For a moment, they just stare at me. Gray eyes, brown eyes, dark eyes. Elise quickly picks up the silver mirror and slips it inside her dress. Sibilia pockets the comb and claims the book of scriptures with the fountain pen clipped against its spine. Merile dashes to me, Alina at her heels, the dogs bouncing after them.
“Finally!” Merile gasps, beaming at me. The rest of us have paled during our confinement, but her skin still bears the hue of endless summer days. “I thought you’d never tell us.”
I smile at her despite myself. She is eleven and impatient. She deserves to run through meadows with her dogs, unguarded, unrestricted. “But now I will.”
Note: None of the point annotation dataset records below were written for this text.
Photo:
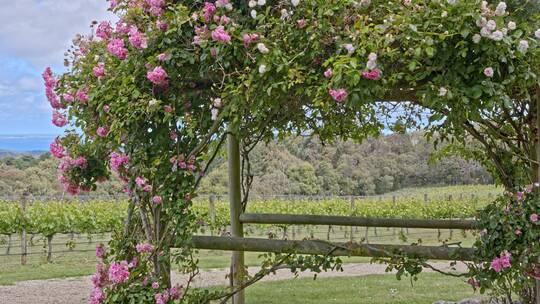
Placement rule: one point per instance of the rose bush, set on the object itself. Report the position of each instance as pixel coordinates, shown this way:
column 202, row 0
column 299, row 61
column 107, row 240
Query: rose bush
column 149, row 98
column 508, row 248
My sisters listen in unwavering silence as I outline my plan to them. It is based on the routines we have established during our weeks of imprisonment. Since Alina’s seizure, we have been allowed out to stretch our legs while the train is refueled and watered. There are three reasons for this: the guards think us docile now; the unrests never reached this far north; and, finally, they fear how the gagargi would react if we were to succumb to the ill health that I hinted might follow if
we were kept indoors for too long. Elise has a fourth reason, one I am not quite sure I believe. She claims the guards think that they are keeping us contained for our own safety, that they are . . . protecting us. Could the gagargi really enforce such by tampering with a man’s mind? If that is the case, there is even more reason for us to abandon this train today.
“I have something for each of you.” I pull the pearl bracelets out from the pockets I added to my gown the night before. What once was Elise’s ball gown is now our means for funding our escape. “Keep them hidden. Use them only when you must.”
Elise knew of this part of my plan. There is more: the necklaces made of silver sequins. She raises her right eyebrow at me, but doesn’t ask aloud. She can guess the answer. I am saving the sequins and my dress in case . . . No, we shall not fail. But a wise empress always has a contingency plan.
Alina snatches her bracelet and loops it twice around her thin wrist. She raises her hand up and admires it, beaming. “It’s very pretty!”
Sibilia turns the bracelet in her hands. Ink stains her pale skin, but doesn’t dim the sheen of the pearls. “What is one pearl worth?”
“We are the Daughters of the Moon. There are those who revere us and will refuse to take any payment. But there are also those who seek to gain profit from the distress of others, even ours. We may be able to count on goodwill, but we must prepare ourselves to also act cunningly when the need arises. One pearl is worth as much as those willing to help us decide.”
The train shrieks a steamy hiss. Sibilia climbs on the divan, on her knees, and peeks out through the crack between the once-white curtains. As I am sitting opposite to her, I catch a glimpse as well.
This town of Fornavav is as I have read from the notes of the imperial messengers. Here houses beaten gray by the winds border the one narrow street. Farther away, small farms dot the flat fields that snow covers for half of the year. The sky is blue, cloudless. It is a cold and quiet day outside.